Parallel clustering of big data of spatio-temporal trajectory

Generally, computing efficiency of many spatial data analysis algorithm will sharply decline as data size increase. It is very meaningful for extending the analysis method of spatial data and enhancing computational efficiency by introducing the distributed parallel computing model. Considering the features of spatio-temporal trajectory data, which is massive, related to time and dynamic, we proposed the fast calculation method of the trajectory similarity based on coarse-grained Dynamic Time Warping. The algorithm will reduce the consuming time greatly when the length of trajectory sequences are very long.
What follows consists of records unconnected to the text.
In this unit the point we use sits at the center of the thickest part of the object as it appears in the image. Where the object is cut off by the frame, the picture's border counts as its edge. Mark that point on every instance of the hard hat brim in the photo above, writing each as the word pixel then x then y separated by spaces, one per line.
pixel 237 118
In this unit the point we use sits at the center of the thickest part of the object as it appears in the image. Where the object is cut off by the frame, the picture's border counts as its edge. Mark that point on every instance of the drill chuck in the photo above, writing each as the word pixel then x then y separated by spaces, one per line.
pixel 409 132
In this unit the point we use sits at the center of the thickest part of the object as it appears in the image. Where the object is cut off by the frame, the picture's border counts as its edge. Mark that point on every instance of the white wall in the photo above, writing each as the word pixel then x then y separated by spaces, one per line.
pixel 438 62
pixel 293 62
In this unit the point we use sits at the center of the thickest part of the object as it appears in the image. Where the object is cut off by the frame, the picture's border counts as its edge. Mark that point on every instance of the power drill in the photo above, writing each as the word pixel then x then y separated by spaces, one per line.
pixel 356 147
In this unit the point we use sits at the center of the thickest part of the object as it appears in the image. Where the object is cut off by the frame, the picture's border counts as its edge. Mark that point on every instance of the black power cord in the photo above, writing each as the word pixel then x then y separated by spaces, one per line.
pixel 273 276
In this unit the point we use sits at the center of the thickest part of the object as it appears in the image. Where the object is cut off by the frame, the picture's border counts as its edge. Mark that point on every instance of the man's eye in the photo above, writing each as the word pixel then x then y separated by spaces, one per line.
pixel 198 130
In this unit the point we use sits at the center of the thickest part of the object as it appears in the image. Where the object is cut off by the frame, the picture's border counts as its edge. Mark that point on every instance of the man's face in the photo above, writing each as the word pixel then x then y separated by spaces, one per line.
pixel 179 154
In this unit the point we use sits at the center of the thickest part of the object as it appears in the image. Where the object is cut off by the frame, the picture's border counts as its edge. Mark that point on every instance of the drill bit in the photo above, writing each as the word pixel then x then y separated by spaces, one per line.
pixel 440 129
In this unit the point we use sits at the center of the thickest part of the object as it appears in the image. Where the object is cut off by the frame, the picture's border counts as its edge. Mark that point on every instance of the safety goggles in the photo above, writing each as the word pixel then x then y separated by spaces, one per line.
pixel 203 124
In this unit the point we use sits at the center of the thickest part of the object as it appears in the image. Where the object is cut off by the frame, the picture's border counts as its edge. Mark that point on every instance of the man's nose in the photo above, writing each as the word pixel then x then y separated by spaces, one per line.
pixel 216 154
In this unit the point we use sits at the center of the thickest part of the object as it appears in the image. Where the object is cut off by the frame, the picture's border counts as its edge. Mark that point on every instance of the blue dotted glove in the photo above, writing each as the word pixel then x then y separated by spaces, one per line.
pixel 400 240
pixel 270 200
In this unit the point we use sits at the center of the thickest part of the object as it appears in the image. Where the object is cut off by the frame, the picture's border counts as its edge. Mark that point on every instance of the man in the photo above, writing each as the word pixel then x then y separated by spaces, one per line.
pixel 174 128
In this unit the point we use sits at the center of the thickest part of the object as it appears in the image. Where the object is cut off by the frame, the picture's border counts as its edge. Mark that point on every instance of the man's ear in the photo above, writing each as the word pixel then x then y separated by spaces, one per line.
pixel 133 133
We also proposed the parallel trajectory clustering strategy of big data under the Hadoop MapReduce model in this paper. The big data of trajectory are sliced, and the trajectory similarity and the iteration computation of cluster center are dealt with by multiwork nodes simultaneously. The experimental results of the parallel trajectory clustering, which based on the open source project Mahout, implemented on the vehicle trajectory data show that the clustering results are valid. The computing performance of parallel clustering are obviously improved as the trajectory data size increases. And the new parallel clustering method outperforms the traditional algorithm like k-means algorithm.

[1]  Lipo Wang,et al.  Data dimensionality reduction with application to simplifying RBF network structure and improving classification performance , 2003, IEEE Trans. Syst. Man Cybern. Part B.

[2]  Zhong Ming,et al.  On Spatial Data Mining under Big Data , 2013 .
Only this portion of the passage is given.